The history books don’t help much. Cardiff won the FA Cup in 1927, but 2013/14 was their first top-flight season in 51 years. That stay was brief and their visit in 2018/19 could be similarly so, despite the reported $1.3 billion wealth of owner Vincent Tan.
As Terriers’ fans loudly remind opponents, this is a club that’s “won the league three times in a row”. That prestigious hat-trick came in the 1920s, however, and the reason manager David Wagner is considered a miracle-worker is because he’s taken a club that was clinging to Championship status and led them to an unlikely Premier League promotion.
On the plus side, the John Smith's Stadium is a lovely ground and the club are investing in improved training facilities. Yet Huddersfield are some way off being the biggest club in Yorkshire, let alone one of the largest in the land.
The Cherries are a strange fruit. On the one hand, their piddly 11,000-seater stadium and the fact that they’d never had a sniff of top-flight football until 2015 marks them down as the league’s minniest minnow.
Yet we can’t live in the past: since achieving promotion, Bournemouth have finished an average of 12th and invested in the squad (Jefferson Lerma set them back £25m this summer). Meanwhile, plans are ongoing for a new stadium.
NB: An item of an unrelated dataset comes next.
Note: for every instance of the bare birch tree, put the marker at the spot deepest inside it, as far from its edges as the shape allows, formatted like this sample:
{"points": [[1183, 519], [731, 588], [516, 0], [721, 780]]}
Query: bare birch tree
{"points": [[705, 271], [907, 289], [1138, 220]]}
Bournemouth may have no historical standing, but they’re writing their own history right now.
A tricky club to place. Brighton have no glorious past, and as recently as 20 years ago the club was staring into the barrel of liquidation and a place in the Conference. Promotion to the Premier League has been no fluke, however, but a result of long-term planning and investment, particularly in a new 30,000-seat stadium.
Brighton are in just their second season of Premier League football and retain plucky underdog status. Yet owner Tony Bloom has spent over £100m in player transfers since last summer and, with a decent catchment area for fans, the Seagulls are heading to new heights.
Like Huddersfield, Burnley have ‘previous’, boasting an FA Cup and two league titles in the past. Yet that was several generations ago and Burnley spent the majority of the 1980s and ‘90s in the third and fourth tiers.
Then Sean Dyche gravelled up in 2012 and has gradually established them as a Premier League club. Last season’s seventh place may have been a dramatic overachievement, but it’s been done via prudent planning (Burnley had the Premier League’s lowest wage bill in 2016/17). Not a glamorous name, but their solid foundations put some of the go-for-broke big boys in the Championship to shame.